After Charles de Gaulle snorted that all this frenzy suggested the youth of France had too much excess energy, and might do better if drafted into road gangs, Johnny made it his business to cultivate friendships in high places. He got on with president Jacques Chirac, who liked to present himself as working class, and was even closer to Nicolas Sarkozy. The latter officiated at one of his weddings . Chirac awarded him the Legion d'Honneur.
Not overly creative - he confessed to only writing a couple of songs, and those while high on cocaine - Johnny kept close to the limelight, but always slightly out of its glare. Rather than make physical contact with the crowd, he entered from above, or from darkness. Sometimes he rode his Harley on stage and remained straddling it while he sang. Rather than mingle, he utilised a silent team of bodyguards that materialised out of the dark. Ringed by them, Johnny made a deliberate, menacing progress through the human ocean, alone in an island of space.
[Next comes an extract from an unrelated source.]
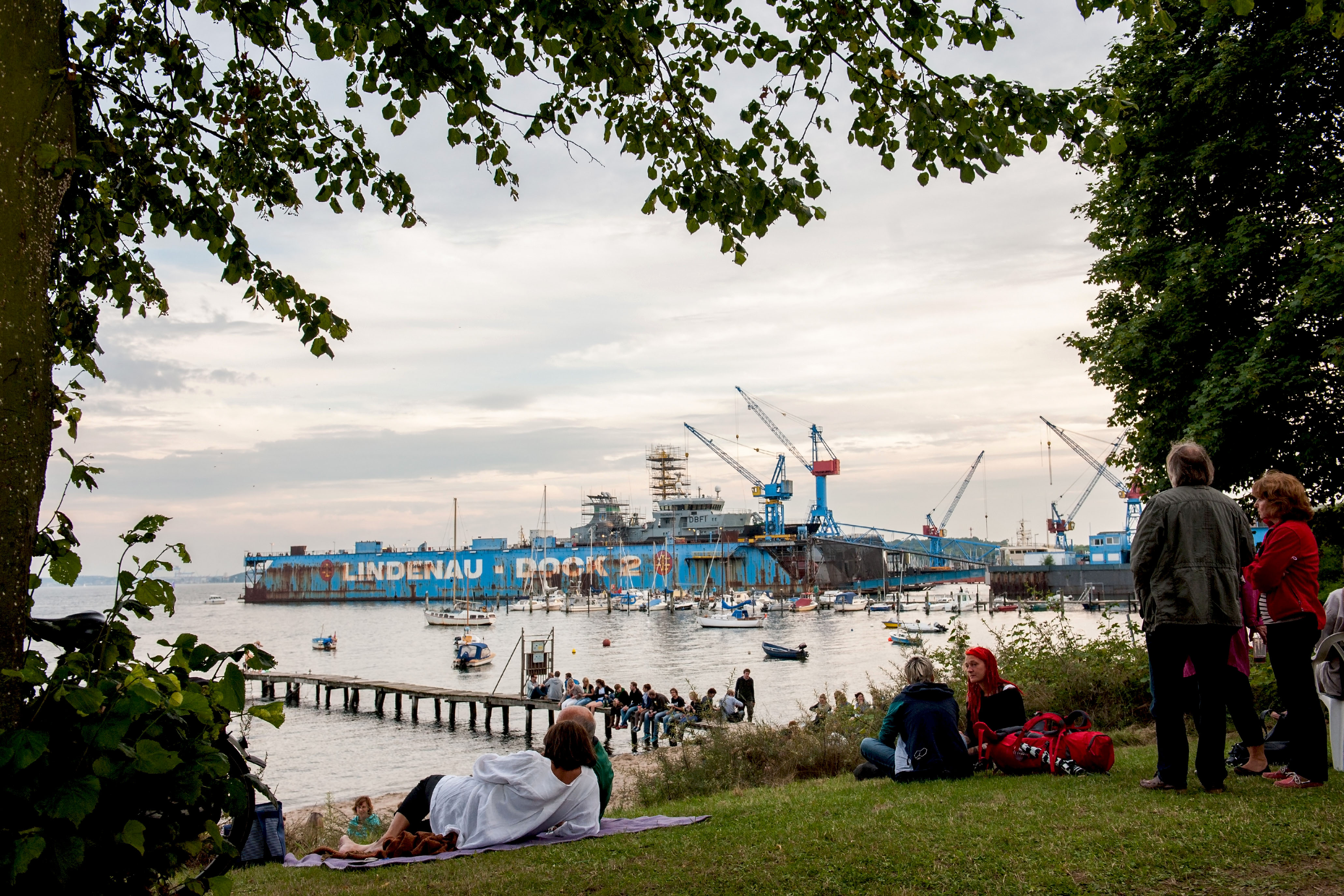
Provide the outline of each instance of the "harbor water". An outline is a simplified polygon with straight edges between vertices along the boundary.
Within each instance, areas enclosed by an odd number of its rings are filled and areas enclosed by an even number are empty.
[[[973,594],[974,587],[969,586],[968,592]],[[32,613],[56,617],[103,610],[112,591],[98,586],[43,586]],[[771,613],[762,629],[702,629],[692,611],[505,614],[501,609],[493,626],[472,629],[474,637],[495,650],[495,662],[458,670],[452,666],[452,645],[461,629],[426,625],[421,604],[246,604],[237,600],[239,584],[184,584],[176,591],[173,617],[132,621],[142,638],[142,656],[157,650],[157,639],[172,641],[179,633],[191,631],[220,650],[259,642],[274,654],[277,672],[517,695],[519,657],[509,660],[509,654],[519,634],[546,635],[554,629],[558,670],[577,678],[605,678],[610,685],[637,681],[641,686],[652,684],[661,693],[676,688],[685,696],[689,690],[704,693],[716,688],[722,695],[743,668],[750,668],[757,681],[757,719],[773,723],[800,717],[823,692],[841,689],[852,699],[856,690],[868,692],[870,680],[887,684],[902,658],[900,649],[887,642],[888,630],[883,627],[883,619],[894,614],[884,613]],[[226,602],[204,603],[211,594],[223,595]],[[1103,623],[1101,613],[1070,609],[1066,615],[1083,637],[1094,635]],[[984,610],[960,615],[934,611],[926,617],[922,610],[900,614],[903,619],[927,618],[949,627],[960,619],[970,630],[973,643],[991,646],[991,629],[1003,631],[1023,619],[1048,617],[1047,613],[991,615]],[[1121,613],[1120,619],[1124,618]],[[339,647],[329,653],[313,650],[312,639],[319,634],[336,634]],[[937,647],[948,635],[921,637],[929,647]],[[610,639],[612,646],[603,647],[603,639]],[[767,660],[762,641],[789,647],[806,643],[810,657],[804,662]],[[250,697],[258,700],[259,686],[249,682],[249,688]],[[515,709],[508,733],[501,731],[497,713],[493,729],[487,732],[484,715],[473,728],[465,720],[465,707],[460,707],[457,725],[450,731],[446,709],[444,720],[435,723],[433,709],[426,711],[422,704],[419,721],[413,723],[409,707],[401,719],[394,717],[391,700],[379,717],[367,693],[358,713],[344,711],[339,695],[333,697],[335,705],[323,709],[316,705],[313,688],[305,688],[300,704],[286,709],[284,727],[276,729],[261,720],[250,725],[251,751],[267,760],[265,779],[290,806],[320,803],[328,794],[347,801],[358,794],[402,791],[430,774],[468,774],[481,754],[540,747],[546,725],[546,715],[539,713],[534,735],[524,735],[523,711]],[[629,733],[613,731],[609,750],[629,752]]]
He was careful to maintain his American credentials, living part-time in Los Angeles (though legally in Switzerland, a fact that led to accusations of tax irregularities), partying with the Rolling Stones and Jimi Hendrix, but periodically riding his Harley into the Nevada desert, where, if his publicists could be believed, he enjoyed staying in small motels, incognito - but never, cynics noted, without a video crew close at hand. Despite five marriages and numerous liaisons, he put down roots nowhere. That was part of his image. Just a drifter. Just passing through. Moving on. Still French. Still Johnny.
Since September 2021, he has had a monument in Paris. The forecourt before the arena in Bercy where he appeared in more than a hundred concerts became Esplanade Johnny Hallyday, with a creation by Bertrand Lavier entitled Quelque'chose de.../Something about..... High overhead, a real Harley-Davidson perches on a column in the form of a guitar neck. The title refers to Quelque'chose de Tennessee, a 1985 hit inspired by playwright Tennessee Williams. A video clip produced for the song shows Johnny, ever the loner, driving a truck and hitchhiking across a monochrome American midwest. Reverently, Johnny's mistress of the time, actress Nathalie Baye, reads a quote from Williams' Cat on a Hot Tin Roof. "Oh, you weak, beautiful people who give up with such grace. What you need is someone to take hold of you - gently, with love, and hand your life back to you..." Ah, Johnny. If it wasn't for the cocaine, the tax evasion and the girls, you could almost qualify for saint.